I've been saved by an ND0 filter when I bashed the lens against a rock. It destroyed the filter's screw thread but the len's wasn't damaged.

I also once while whale watching got 'steam blasted' by a humpback whale that exhaled while scratching it's back on the boats keel. I was able to quickly unscrew the steamed-up filter and carry on photographing.

Edit - This is also why I religiously use the lens hoods - if nothing else they form a sacrificial protector.


I think filters are useful as dust / junk collectors, especially modern ones with repellant coatings. The less you clean your real lens the better. The front glass is tough but not airtight so when you clean or dust it there is a real chance of introducing dust or water into the rest of the lens.
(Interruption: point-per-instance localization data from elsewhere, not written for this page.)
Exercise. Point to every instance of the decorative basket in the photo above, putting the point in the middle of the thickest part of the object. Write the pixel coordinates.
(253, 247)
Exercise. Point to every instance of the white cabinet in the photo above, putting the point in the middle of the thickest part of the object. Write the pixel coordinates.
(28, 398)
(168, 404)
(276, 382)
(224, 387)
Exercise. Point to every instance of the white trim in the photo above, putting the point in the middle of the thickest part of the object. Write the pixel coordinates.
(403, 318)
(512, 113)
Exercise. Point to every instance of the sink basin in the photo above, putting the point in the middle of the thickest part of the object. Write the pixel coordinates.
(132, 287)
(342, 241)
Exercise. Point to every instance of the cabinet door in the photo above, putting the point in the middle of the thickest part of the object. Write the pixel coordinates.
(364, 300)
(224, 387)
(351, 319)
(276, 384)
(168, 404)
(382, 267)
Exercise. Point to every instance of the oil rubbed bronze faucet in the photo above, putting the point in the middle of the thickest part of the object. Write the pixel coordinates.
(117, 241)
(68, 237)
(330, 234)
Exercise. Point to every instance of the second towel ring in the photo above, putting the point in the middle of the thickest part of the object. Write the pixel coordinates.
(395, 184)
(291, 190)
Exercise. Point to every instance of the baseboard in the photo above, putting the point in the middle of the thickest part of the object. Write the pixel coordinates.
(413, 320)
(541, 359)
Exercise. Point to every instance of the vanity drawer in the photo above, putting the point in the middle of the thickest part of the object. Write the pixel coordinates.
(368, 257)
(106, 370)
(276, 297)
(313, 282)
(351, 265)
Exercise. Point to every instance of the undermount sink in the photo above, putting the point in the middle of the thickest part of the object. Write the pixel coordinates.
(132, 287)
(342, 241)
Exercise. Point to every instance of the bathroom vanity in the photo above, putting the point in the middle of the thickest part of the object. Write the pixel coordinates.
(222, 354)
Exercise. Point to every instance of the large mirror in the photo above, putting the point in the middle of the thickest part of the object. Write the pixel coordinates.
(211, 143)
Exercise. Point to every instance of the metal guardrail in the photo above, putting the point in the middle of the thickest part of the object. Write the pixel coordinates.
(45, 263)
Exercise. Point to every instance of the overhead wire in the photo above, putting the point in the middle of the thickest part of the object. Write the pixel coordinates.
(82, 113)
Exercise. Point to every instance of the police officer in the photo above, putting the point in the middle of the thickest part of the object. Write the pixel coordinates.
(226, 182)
Clear filters can’t hurt IQ other than introducing flare or ghosts in backlighting. It’s possible to crack or scratch your front element with minimal to no effect on your picture; a clear piece of glass isn’t going to do anything.


>Clear filters can’t hurt IQ other than introducing flare or ghosts in backlighting.

Or causing fringing, or reducing sharpness, or reducing contrast...

The absolute _best_ that a filter can do to IQ is nothing. But that's basically impossible. Every air/glass interface causes reflections, and no piece of glass is optically perfect. So it's going to hurt your IQ, the question is merely how much, and whether it's worthwhile.

I used to use them. Then I decided I was probably never going to get much of anything reselling my lenses, so I might as well just use them instead of trying to baby them. Haven't had a problem with that decision, but YMMV.


Not a knife but a crab claw, which did result in some visible (on the glass) scratches: https://youtu.be/YcZkCnPs45s?t=581


The only time I put a filter on is when I shoot on the beach. Dried up saltwater spray is not good. Otherwise, I just use the lens cap to protect the lens. It's not safe to leave the cap off anyway even if you do have a filter: you could point your camera at the sun and damage the sensor (or shutter if it's a film camera).


On the other hand, a finger smudge on your cell phone camera lens will destroy contrast and the resulting picture, especially is there is any degree of backlight in the image.

Make sure you wipe the lens with your t-shirt every once in a while.


Nitpicking here. The element you can touch is not the lens. It is a protective cover.


Nitpicking more, the outer clear protective layer, still passes the image, and is therefore also a lens, dispite not playing a large part in focus.


I don't have any intuition as to why this would be a different situation. Anyone got an explanation?


It is much smaller.


I live in the tropics, and have fungi growing inside my lenses. They leave visible spots all the time, but photoshop takes care of that.


Oof. Use a drybox dude.


What I find fascinating about articles like this is that they demonstrate the high quality of common objects (well, maybe not too common for those that do not like to take photos with DSLRs, but anyway).

For some reason, I have almost been 'conditioned' to adopt a 'Everything that we manufactured is really crappy' philosophy---maybe this comes from working too much with software---so it is really nice when you learn about these things.

Also, as an owner of a DSLR, this is news to me, making me less anxious about now having the best equipment for cleaning everything with me all the time.


I wonder how oily/fatty smudges behave. Because on eyeglasses, they are either very noticeable, or, if you try to wipe them off but only end up smearing them all over the place, not really noticeable but extremely tiring (probably from subtle degradation and dispersing light coming from the side across what you see).


dust on the sensor shows up a lot more than lens scratches


The closer they are to the focal plane the more they show on the final image. Hence having a scratched rear element is going to affect image quality.